The thighs are a bit fattier, and they’re great in the fall with roasted root veggies and kale, walnut and apple salad, or lemon roasted broccoli. The wings are amazing on game day, but if you want to get enough wings to satisfy your guests at a Super Bowl party, you might be better off getting a large quantity of pre-butchered wings at the supermarket. For now, you might be better off adding the wings to that delicious autumn dish I mentioned before, or pairing them with drumsticks for a four-piece BBQ chicken dish for one to two people.
If you’re going the BBQ route, make sure that you have plenty of other fixes because there won’t be a ton of meat on these sections.
Easy Way to Cut Up a Whole Chicken
Now that we know what might be on the table when it comes to the uses of each part of the chicken, let’s get into the practical explanation of how to cut it up into these parts.

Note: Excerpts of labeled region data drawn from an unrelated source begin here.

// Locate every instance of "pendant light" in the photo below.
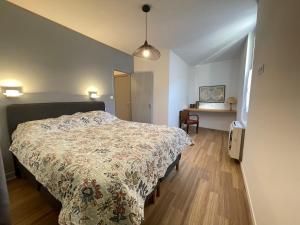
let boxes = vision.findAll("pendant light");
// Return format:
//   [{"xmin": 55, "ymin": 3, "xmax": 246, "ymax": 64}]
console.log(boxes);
[{"xmin": 133, "ymin": 4, "xmax": 160, "ymax": 60}]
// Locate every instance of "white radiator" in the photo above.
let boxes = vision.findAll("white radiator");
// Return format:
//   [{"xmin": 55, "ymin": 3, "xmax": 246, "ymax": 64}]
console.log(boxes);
[{"xmin": 228, "ymin": 121, "xmax": 245, "ymax": 161}]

First, make sure that the chicken is dry by using a paper towel or two to pat it down. Then lay it with the abdominal section (breast side) facing up to begin the cutting up process.
Cut the drumsticks and thighs away by making a small cut behind them to separate them from the body of the chicken and then pulling them away from the breast.
Now that you have the thigh and drum bone sections separated from the whole chicken, cut them into their individual parts by making a slice along the fat line between the thigh and the drumstick. This should separate them easily.
To remove the wings, you are going to want to pull the wings upward so that you can feel where the joint attaches the wings to the body of the chicken. From this position, you should be able to cut through the cartilage and not the bone. If you feel a lot of pressure back when trying to slice into the wing joint, pause and make sure that you’re not cutting through bone. If your knife is sharp enough, you shouldn’t feel a lot of difficulty or resistance when slicing through this part.
Now for the chicken breasts. This part might be the more complicated part of the whole journey because you’re also going to want to debone the breast as you remove it from the rib cage. You should take the chicken and place it sideways on your cutting board.
To make things easier, cut the rib cage in half so that you can get a more stable cut and a clearer picture of where you need to direct your knife. Then you can see where the fat separates the meat from the bone.
Cut along this line, and you should be able to get yourself a boneless chicken breast in no time.
Now you should have your eight pieces of chicken along with the carcass that you can use to make sublime soups, stews, and other recipes. To make the stock, simply place the carcass into a pot with veggie scraps like garlic skins, carrot tops, and the parts of the onions that you don’t use.
Then cover with water and let the stock boil down on low for many hours. Continue to add water as you need, and then refrigerate the stock until it forms a fat layer on the top. Skim the fat and strain the broth before using it however you like, maybe even as a broth for a chicken noodle soup that you make with delicious perfectly cooked chicken breasts and thighs from your whole chicken.